An exact analysis based on the wave function expansion is carried out to study the scattering of a plane harmonic acoustic wave incident at an arbitrary angle upon an arbitrarily thick helically filament-wound (anisotropic) cylindrical shell submerged in and filled with compressible ideal fluids. Using the laminated approximation method, a modal state equation with variable coefficients is set up in terms of appropriate displacement and stress functions and their cylindrical harmonics to present an analytical solution based on the three-dimensional exact equations of anisotropic elasticity. Taylor’s expansion theorem is then employed to obtain the solution to the modal state equation, ultimately leading to calculation of a transfer matrix. Following the classic acoustic resonance scattering theory (RST), the scattered field and response to surface waves are determined by constructing the partial waves and obtaining the background (non-resonance) and resonance components from it. The solution is particularly used for the isolation and identification of excited resonances of an air-filled and water submerged Graphite/Epoxy cylindrical shell as the circumnavigating helically propagating waves. In addition, the sensitivity of resonances associated with various modes of wave propagation appearing in the backscattered amplitude to the perturbation in the material’s elastic constants is examined. Furthermore, non-axisymmetric dynamic behavior of the anisotropic shell is illustrated by analyzing the directivity pattern associated to the angular distribution of the far-field form function amplitude.

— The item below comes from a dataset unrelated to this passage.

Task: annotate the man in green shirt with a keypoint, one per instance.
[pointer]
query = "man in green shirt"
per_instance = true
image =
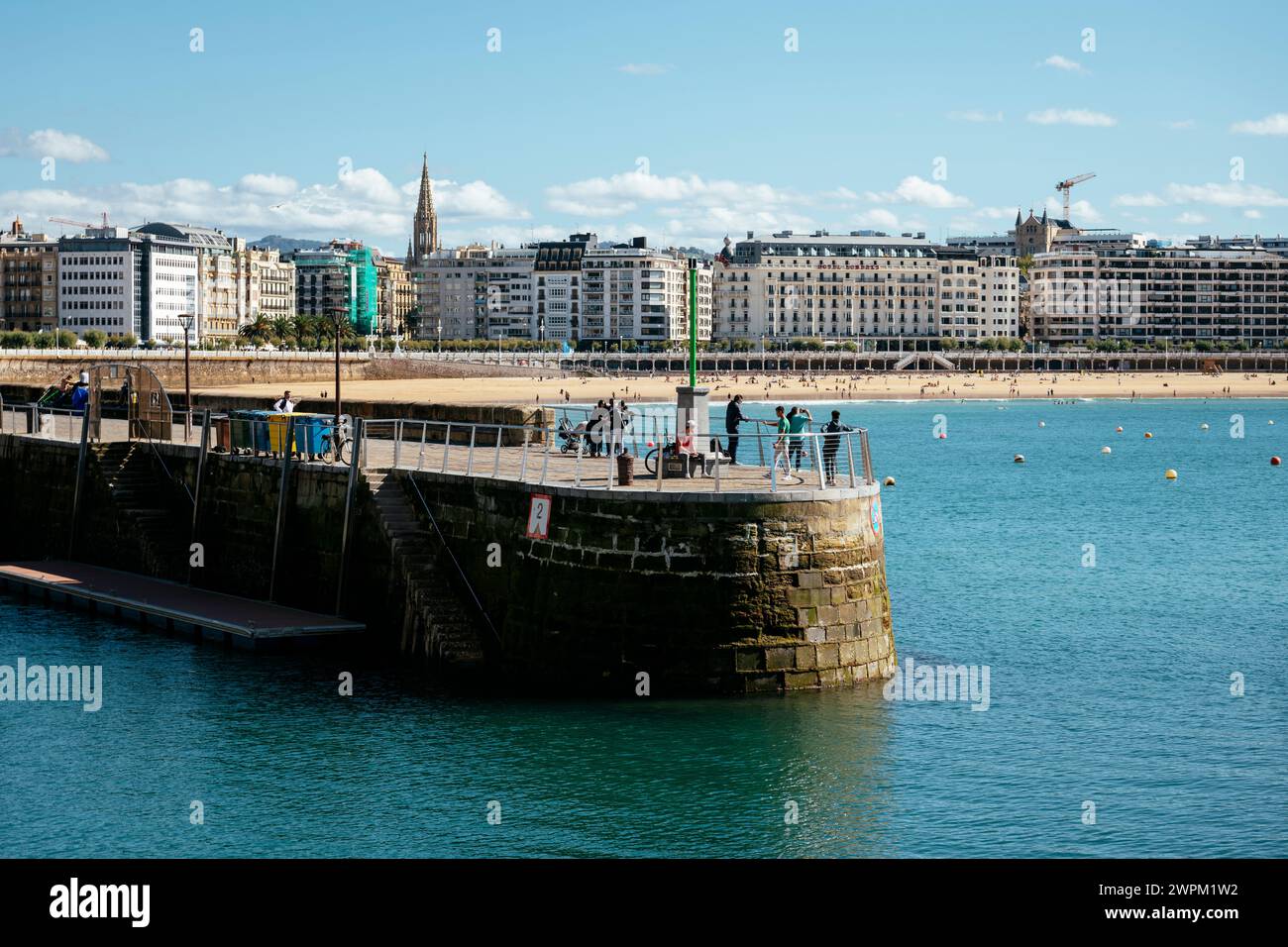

The effects of winding angle of filaments and the shell wall-thickness on the frequency response of the shell are also investigated. For verification, the wave propagation characteristics of the anisotropic shell (which have been extracted from the main body of the solution) and the far-field form function amplitude of a limiting case are considered and fair agreement with the solutions available in the literature are established.